When Amazon launched EventBridge in July of 2019 here at TriggerMesh we saw it as a huge validation for our work on a cloud native integration platform. Our goal is to help organizations create workflows using real-time data to trigger workloads across cloud infrastructures. Amazon provided this capability within their ecosystem, but we saw it as necessary for the integration of services that augment AWS. We feel that providing a standardized way for application integration across all cloud services and applications is absolutely necessary to realize the benefits of cloud native integration. 

EventBridge does this within the Amazon ecosystem but we foresaw a need for doing this with workflows across other clouds and on-premises infrastructure. That’s why we added the capabilities to enable TriggerMesh to be a source to Amazon EventBridge allowing any event source, on-premises or from other clouds, to forward to Amazon EventBridge and trigger workflows there. 

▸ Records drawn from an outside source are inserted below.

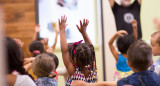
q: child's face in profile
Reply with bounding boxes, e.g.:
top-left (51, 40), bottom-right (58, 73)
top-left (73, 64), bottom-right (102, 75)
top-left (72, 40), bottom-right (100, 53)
top-left (150, 35), bottom-right (160, 56)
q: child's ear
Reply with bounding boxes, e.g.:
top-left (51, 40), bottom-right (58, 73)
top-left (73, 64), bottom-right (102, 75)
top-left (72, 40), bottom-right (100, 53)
top-left (126, 60), bottom-right (132, 67)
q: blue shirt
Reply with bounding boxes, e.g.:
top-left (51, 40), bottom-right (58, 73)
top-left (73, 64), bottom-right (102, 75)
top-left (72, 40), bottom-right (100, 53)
top-left (117, 71), bottom-right (160, 86)
top-left (116, 54), bottom-right (131, 72)
top-left (35, 77), bottom-right (57, 86)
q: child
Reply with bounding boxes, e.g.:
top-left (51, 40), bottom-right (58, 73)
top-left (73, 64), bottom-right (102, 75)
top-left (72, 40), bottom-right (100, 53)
top-left (46, 52), bottom-right (59, 82)
top-left (32, 25), bottom-right (59, 53)
top-left (59, 16), bottom-right (97, 86)
top-left (3, 37), bottom-right (36, 86)
top-left (150, 31), bottom-right (160, 77)
top-left (32, 54), bottom-right (57, 86)
top-left (109, 20), bottom-right (137, 80)
top-left (72, 41), bottom-right (160, 86)
top-left (29, 41), bottom-right (45, 57)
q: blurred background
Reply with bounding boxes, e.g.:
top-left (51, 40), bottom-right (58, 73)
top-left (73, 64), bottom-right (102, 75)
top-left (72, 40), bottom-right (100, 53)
top-left (0, 0), bottom-right (160, 86)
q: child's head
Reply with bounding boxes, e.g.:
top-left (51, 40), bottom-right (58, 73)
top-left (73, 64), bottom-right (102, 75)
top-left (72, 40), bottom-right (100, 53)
top-left (29, 41), bottom-right (45, 57)
top-left (117, 35), bottom-right (135, 54)
top-left (46, 52), bottom-right (59, 69)
top-left (32, 54), bottom-right (55, 78)
top-left (69, 43), bottom-right (95, 71)
top-left (151, 31), bottom-right (160, 56)
top-left (4, 37), bottom-right (26, 74)
top-left (127, 41), bottom-right (153, 72)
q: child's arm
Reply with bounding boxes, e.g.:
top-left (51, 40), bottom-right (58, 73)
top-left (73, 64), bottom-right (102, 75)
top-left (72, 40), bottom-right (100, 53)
top-left (109, 30), bottom-right (128, 62)
top-left (71, 81), bottom-right (117, 86)
top-left (131, 20), bottom-right (138, 40)
top-left (59, 16), bottom-right (75, 76)
top-left (52, 27), bottom-right (59, 51)
top-left (76, 19), bottom-right (92, 45)
top-left (32, 24), bottom-right (40, 41)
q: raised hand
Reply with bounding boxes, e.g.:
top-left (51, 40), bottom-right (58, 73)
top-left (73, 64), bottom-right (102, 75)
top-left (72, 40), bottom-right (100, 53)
top-left (58, 15), bottom-right (68, 31)
top-left (116, 30), bottom-right (128, 36)
top-left (35, 24), bottom-right (40, 33)
top-left (153, 18), bottom-right (160, 31)
top-left (76, 19), bottom-right (89, 33)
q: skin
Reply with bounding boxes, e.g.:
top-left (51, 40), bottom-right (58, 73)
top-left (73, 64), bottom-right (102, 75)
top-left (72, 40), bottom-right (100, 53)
top-left (150, 34), bottom-right (160, 56)
top-left (109, 0), bottom-right (142, 7)
top-left (58, 16), bottom-right (92, 76)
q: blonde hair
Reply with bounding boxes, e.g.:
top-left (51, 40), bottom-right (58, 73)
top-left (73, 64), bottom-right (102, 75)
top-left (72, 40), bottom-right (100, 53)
top-left (32, 54), bottom-right (55, 78)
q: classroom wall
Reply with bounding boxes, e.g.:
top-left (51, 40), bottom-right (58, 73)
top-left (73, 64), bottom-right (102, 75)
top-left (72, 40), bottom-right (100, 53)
top-left (0, 0), bottom-right (35, 56)
top-left (102, 0), bottom-right (160, 81)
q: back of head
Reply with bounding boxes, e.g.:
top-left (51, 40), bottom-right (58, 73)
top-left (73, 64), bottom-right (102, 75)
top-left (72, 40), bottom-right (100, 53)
top-left (151, 31), bottom-right (160, 46)
top-left (4, 37), bottom-right (26, 74)
top-left (71, 43), bottom-right (96, 70)
top-left (117, 35), bottom-right (135, 54)
top-left (46, 52), bottom-right (59, 69)
top-left (29, 41), bottom-right (45, 57)
top-left (127, 41), bottom-right (152, 71)
top-left (32, 54), bottom-right (55, 78)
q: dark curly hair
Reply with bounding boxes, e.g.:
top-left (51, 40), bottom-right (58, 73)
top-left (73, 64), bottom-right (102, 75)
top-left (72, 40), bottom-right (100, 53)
top-left (68, 43), bottom-right (96, 71)
top-left (117, 34), bottom-right (135, 54)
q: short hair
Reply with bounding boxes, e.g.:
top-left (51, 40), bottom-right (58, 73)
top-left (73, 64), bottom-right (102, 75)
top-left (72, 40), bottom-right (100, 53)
top-left (32, 54), bottom-right (55, 78)
top-left (127, 40), bottom-right (152, 71)
top-left (46, 52), bottom-right (59, 69)
top-left (151, 31), bottom-right (160, 46)
top-left (29, 41), bottom-right (45, 57)
top-left (117, 34), bottom-right (135, 54)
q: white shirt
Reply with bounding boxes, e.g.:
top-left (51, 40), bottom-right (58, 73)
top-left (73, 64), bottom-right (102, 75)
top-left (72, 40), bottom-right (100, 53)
top-left (14, 75), bottom-right (36, 86)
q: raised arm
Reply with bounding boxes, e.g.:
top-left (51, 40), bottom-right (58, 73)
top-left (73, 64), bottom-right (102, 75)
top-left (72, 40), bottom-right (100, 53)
top-left (108, 0), bottom-right (115, 7)
top-left (109, 30), bottom-right (128, 62)
top-left (131, 20), bottom-right (138, 40)
top-left (52, 27), bottom-right (59, 51)
top-left (32, 24), bottom-right (40, 41)
top-left (76, 19), bottom-right (92, 45)
top-left (59, 16), bottom-right (75, 76)
top-left (71, 81), bottom-right (117, 86)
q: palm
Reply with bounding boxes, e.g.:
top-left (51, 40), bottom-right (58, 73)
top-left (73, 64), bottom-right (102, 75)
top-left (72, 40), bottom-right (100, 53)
top-left (76, 19), bottom-right (89, 33)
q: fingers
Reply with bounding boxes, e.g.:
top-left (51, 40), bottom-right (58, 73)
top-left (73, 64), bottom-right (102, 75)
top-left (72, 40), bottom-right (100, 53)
top-left (76, 25), bottom-right (80, 30)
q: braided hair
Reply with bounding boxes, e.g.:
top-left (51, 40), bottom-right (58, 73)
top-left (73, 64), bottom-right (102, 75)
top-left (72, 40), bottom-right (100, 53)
top-left (68, 43), bottom-right (96, 71)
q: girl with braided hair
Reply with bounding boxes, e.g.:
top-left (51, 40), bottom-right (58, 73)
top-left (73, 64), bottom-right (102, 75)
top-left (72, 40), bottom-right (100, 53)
top-left (59, 16), bottom-right (97, 86)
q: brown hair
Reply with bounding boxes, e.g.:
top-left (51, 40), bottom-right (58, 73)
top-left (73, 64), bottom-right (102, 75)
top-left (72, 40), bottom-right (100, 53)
top-left (68, 43), bottom-right (96, 71)
top-left (127, 40), bottom-right (152, 71)
top-left (32, 54), bottom-right (55, 77)
top-left (151, 31), bottom-right (160, 46)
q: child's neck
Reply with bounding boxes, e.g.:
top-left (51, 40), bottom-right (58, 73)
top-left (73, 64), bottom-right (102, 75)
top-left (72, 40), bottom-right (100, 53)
top-left (122, 54), bottom-right (127, 58)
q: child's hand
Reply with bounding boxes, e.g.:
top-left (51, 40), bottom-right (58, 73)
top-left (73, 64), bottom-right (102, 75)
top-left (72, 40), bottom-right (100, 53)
top-left (58, 15), bottom-right (68, 31)
top-left (76, 19), bottom-right (89, 33)
top-left (131, 20), bottom-right (137, 29)
top-left (116, 30), bottom-right (128, 36)
top-left (14, 38), bottom-right (24, 47)
top-left (35, 24), bottom-right (40, 33)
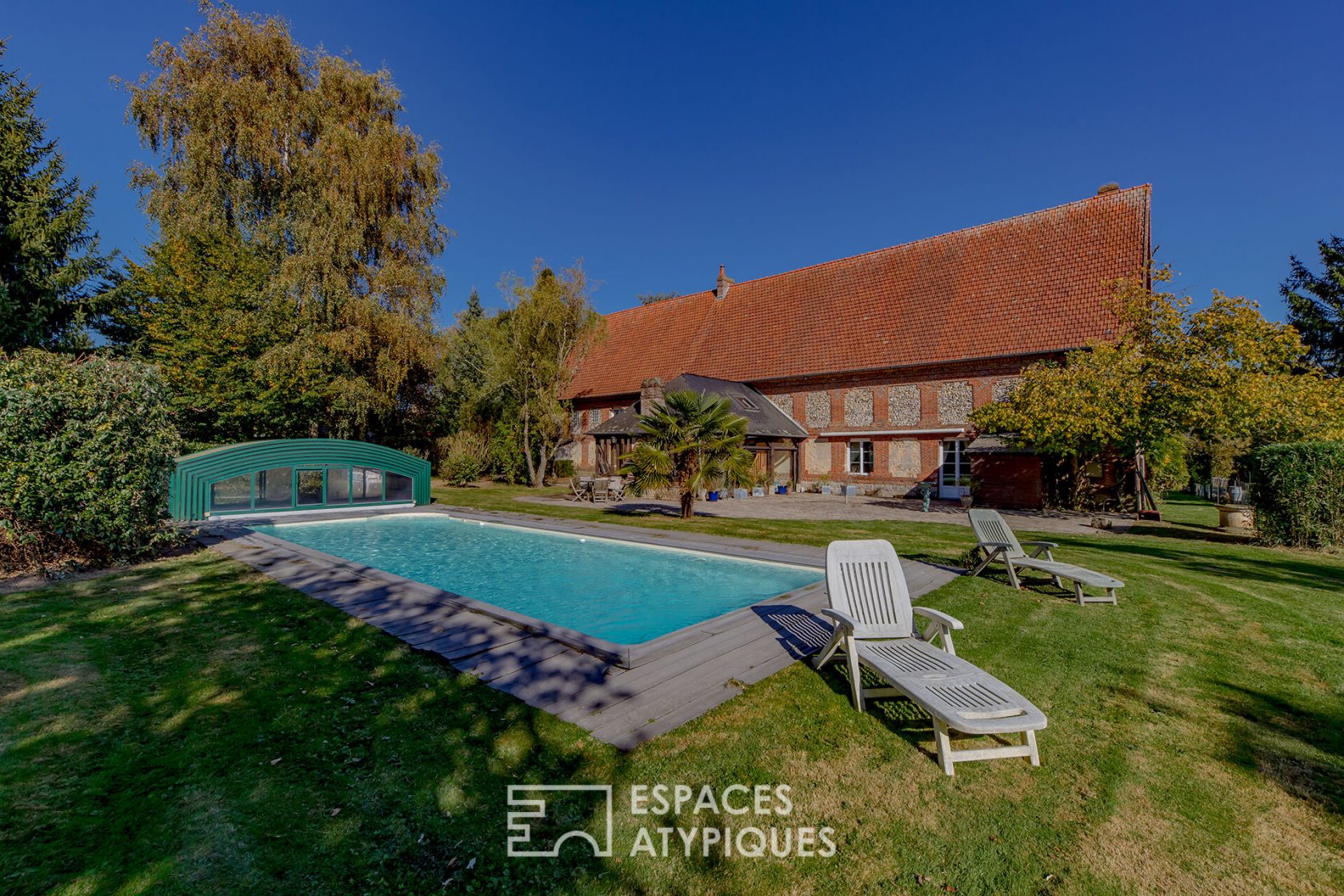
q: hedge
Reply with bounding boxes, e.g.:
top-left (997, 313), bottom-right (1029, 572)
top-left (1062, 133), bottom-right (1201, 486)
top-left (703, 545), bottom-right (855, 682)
top-left (0, 350), bottom-right (178, 568)
top-left (1250, 442), bottom-right (1344, 550)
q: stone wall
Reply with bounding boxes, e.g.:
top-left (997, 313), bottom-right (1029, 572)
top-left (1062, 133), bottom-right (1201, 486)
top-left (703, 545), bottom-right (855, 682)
top-left (808, 392), bottom-right (830, 430)
top-left (844, 388), bottom-right (872, 426)
top-left (994, 376), bottom-right (1022, 402)
top-left (938, 380), bottom-right (973, 426)
top-left (890, 439), bottom-right (923, 479)
top-left (887, 386), bottom-right (922, 426)
top-left (802, 439), bottom-right (830, 475)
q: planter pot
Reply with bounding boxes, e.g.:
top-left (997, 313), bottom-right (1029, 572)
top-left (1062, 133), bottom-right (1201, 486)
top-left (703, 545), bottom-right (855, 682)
top-left (1214, 504), bottom-right (1255, 530)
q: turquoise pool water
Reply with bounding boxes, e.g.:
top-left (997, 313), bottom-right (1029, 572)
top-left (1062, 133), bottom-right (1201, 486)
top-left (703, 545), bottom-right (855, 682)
top-left (251, 513), bottom-right (824, 643)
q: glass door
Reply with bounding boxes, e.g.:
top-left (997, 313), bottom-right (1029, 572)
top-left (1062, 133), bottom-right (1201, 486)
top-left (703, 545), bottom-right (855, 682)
top-left (938, 439), bottom-right (970, 498)
top-left (294, 470), bottom-right (324, 506)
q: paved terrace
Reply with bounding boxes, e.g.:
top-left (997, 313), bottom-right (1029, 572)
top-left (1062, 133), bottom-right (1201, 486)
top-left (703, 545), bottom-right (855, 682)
top-left (518, 492), bottom-right (1133, 531)
top-left (200, 501), bottom-right (957, 750)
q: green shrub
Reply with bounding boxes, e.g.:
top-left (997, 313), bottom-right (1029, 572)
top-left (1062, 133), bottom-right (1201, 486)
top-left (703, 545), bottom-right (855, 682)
top-left (485, 421), bottom-right (527, 485)
top-left (1250, 442), bottom-right (1344, 548)
top-left (438, 430), bottom-right (490, 485)
top-left (0, 350), bottom-right (178, 568)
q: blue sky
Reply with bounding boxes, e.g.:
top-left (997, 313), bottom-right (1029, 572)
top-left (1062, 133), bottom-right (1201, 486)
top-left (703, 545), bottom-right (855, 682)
top-left (0, 0), bottom-right (1344, 326)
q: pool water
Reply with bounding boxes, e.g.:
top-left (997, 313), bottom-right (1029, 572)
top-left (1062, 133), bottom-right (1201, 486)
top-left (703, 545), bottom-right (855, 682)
top-left (251, 513), bottom-right (822, 643)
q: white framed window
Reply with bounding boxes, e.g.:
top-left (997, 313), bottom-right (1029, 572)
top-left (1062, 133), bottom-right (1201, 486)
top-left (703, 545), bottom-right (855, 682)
top-left (850, 439), bottom-right (872, 475)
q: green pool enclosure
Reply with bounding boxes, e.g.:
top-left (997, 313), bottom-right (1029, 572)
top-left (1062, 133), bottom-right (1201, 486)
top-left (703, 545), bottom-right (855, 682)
top-left (168, 439), bottom-right (430, 520)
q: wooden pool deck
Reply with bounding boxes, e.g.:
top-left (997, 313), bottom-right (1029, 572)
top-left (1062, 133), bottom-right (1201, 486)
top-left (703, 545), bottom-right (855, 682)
top-left (199, 506), bottom-right (957, 750)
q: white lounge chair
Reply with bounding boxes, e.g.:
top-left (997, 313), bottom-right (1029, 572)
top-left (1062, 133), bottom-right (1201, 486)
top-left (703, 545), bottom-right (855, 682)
top-left (813, 540), bottom-right (1046, 775)
top-left (966, 508), bottom-right (1125, 605)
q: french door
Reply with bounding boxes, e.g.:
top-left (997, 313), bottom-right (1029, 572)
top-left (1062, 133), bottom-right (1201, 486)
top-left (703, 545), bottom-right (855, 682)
top-left (938, 439), bottom-right (970, 498)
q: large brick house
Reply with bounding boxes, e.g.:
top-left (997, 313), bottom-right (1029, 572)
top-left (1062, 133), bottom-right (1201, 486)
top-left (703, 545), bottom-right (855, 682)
top-left (567, 184), bottom-right (1152, 505)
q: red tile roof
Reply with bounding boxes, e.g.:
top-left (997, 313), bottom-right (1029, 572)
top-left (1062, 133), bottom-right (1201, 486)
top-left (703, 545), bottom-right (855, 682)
top-left (569, 184), bottom-right (1152, 398)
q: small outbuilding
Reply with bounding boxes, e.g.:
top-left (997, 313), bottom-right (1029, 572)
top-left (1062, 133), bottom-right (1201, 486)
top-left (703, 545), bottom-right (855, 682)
top-left (965, 435), bottom-right (1046, 509)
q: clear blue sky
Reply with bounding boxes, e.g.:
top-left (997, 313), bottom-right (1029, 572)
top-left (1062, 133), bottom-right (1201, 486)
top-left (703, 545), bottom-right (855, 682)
top-left (0, 0), bottom-right (1344, 326)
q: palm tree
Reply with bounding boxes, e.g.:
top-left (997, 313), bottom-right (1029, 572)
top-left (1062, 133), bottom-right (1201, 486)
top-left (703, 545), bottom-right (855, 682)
top-left (621, 390), bottom-right (751, 520)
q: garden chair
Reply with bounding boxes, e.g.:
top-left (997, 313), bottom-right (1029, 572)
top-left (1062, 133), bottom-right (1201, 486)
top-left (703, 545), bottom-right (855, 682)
top-left (813, 540), bottom-right (1046, 775)
top-left (966, 508), bottom-right (1125, 605)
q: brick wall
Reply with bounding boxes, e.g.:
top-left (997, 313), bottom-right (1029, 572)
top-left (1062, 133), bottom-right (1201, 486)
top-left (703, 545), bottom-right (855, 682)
top-left (574, 358), bottom-right (1039, 506)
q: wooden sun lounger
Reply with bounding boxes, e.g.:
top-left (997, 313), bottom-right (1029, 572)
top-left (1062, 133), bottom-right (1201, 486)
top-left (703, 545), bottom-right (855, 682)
top-left (813, 540), bottom-right (1046, 775)
top-left (966, 508), bottom-right (1125, 605)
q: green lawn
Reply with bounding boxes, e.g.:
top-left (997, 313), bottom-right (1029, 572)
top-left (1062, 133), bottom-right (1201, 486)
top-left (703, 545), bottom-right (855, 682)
top-left (0, 488), bottom-right (1344, 894)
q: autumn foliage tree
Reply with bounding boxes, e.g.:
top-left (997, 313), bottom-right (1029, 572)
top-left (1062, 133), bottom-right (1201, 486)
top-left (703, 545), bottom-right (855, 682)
top-left (109, 6), bottom-right (449, 442)
top-left (485, 259), bottom-right (605, 486)
top-left (972, 269), bottom-right (1344, 505)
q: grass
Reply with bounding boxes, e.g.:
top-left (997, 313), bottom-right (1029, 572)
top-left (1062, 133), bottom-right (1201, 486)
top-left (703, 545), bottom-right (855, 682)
top-left (0, 488), bottom-right (1344, 894)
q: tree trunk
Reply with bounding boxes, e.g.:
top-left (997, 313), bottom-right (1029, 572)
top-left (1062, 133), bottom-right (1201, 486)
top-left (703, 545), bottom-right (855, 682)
top-left (523, 413), bottom-right (538, 489)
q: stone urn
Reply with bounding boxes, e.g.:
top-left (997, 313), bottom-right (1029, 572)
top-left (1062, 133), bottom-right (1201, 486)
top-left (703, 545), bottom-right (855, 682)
top-left (1214, 504), bottom-right (1255, 530)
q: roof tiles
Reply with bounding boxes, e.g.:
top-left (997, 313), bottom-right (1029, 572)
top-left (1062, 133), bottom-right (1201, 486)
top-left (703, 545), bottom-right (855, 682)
top-left (569, 184), bottom-right (1152, 398)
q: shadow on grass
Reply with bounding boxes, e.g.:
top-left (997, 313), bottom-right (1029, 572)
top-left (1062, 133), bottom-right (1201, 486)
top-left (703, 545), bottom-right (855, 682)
top-left (1129, 522), bottom-right (1255, 544)
top-left (1214, 681), bottom-right (1344, 814)
top-left (0, 554), bottom-right (639, 894)
top-left (1089, 531), bottom-right (1344, 590)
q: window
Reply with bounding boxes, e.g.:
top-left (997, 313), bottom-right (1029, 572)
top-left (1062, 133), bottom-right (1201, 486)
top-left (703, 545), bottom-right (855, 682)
top-left (326, 466), bottom-right (350, 504)
top-left (938, 439), bottom-right (970, 498)
top-left (255, 466), bottom-right (294, 509)
top-left (296, 470), bottom-right (322, 505)
top-left (210, 473), bottom-right (251, 510)
top-left (850, 439), bottom-right (872, 475)
top-left (387, 473), bottom-right (411, 501)
top-left (350, 466), bottom-right (383, 504)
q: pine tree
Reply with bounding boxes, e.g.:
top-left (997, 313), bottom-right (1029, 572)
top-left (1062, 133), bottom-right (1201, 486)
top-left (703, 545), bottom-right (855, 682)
top-left (1279, 237), bottom-right (1344, 376)
top-left (0, 40), bottom-right (113, 352)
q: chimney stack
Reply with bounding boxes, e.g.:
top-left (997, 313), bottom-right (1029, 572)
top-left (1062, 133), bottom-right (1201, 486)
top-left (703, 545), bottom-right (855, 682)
top-left (714, 265), bottom-right (733, 298)
top-left (638, 376), bottom-right (662, 415)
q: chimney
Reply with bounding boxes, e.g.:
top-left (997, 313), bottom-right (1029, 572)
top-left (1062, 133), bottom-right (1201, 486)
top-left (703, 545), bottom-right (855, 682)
top-left (638, 376), bottom-right (662, 415)
top-left (714, 265), bottom-right (733, 298)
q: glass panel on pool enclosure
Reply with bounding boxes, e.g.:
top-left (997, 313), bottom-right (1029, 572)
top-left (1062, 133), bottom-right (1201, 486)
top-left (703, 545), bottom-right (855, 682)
top-left (170, 439), bottom-right (430, 520)
top-left (210, 466), bottom-right (414, 513)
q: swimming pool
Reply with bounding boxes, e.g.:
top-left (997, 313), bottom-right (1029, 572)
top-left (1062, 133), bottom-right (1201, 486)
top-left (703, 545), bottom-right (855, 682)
top-left (250, 513), bottom-right (824, 645)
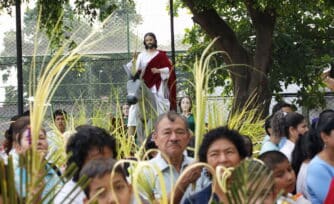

In August of last year, we announced our integration with EventBridge to use sources from a variety of cloud events to trigger AWS workloads.  This unique capability means that TriggerMesh can act as a bridge to source events from literally anywhere into AWS, and use this external data to feed AWS services without writing a single line of code.

We accomplish this either in one of two ways. First, to deploy a generic HTTP webhook (HTTP event source) into TriggerMesh and use it as the entry point for external services. Alternatively, enterprises can use the catalog of available TriggerMesh integrations to source events from popular third-party services such as Salesforce, Confluent, or other cloud providers such as Microsoft Azure, the Google Cloud Platform, or the Oracle Cloud.

Event-Driven Worklows with TriggerMesh and Amazon EventBridge


So, what are some examples of what we have seen users doing with TriggerMesh?

  • A bank wanted to stream real-time changes from MongoDB Atlas to Amazon Web Services
  • A web application provider in the legal space wanted to create event syncs between Hasura GraphQL engine to EventBridge to trigger Step Functions on Lambda
  • Amazon Web Services users who want to trigger workloads on OpenShift

Combining the power of TriggerMesh and EventBridge, AWS users can easily connect SaaS, cloud, and on-premises applications with Amazon Lambda and cloud-native architectures without writing any additional code. You can modernize your legacy applications to the cloud and leverage your existing IT investment by integrating with Amazon EventBridge and triggering workloads on modern architecture. Accelerate developer productivity and provide consistency when integrating non-AWS services with AWS.

Cloud-native developers want to build applications that connect a distributed web of services. Amazon provides many of the most widely-used cloud services, and for integrations with legacy applications and with bespoke services like CRM (Salesforce and Zendesk), communications (Twilio/Sendgrid, Slack), and others, TriggerMesh is a powerful cloud native option.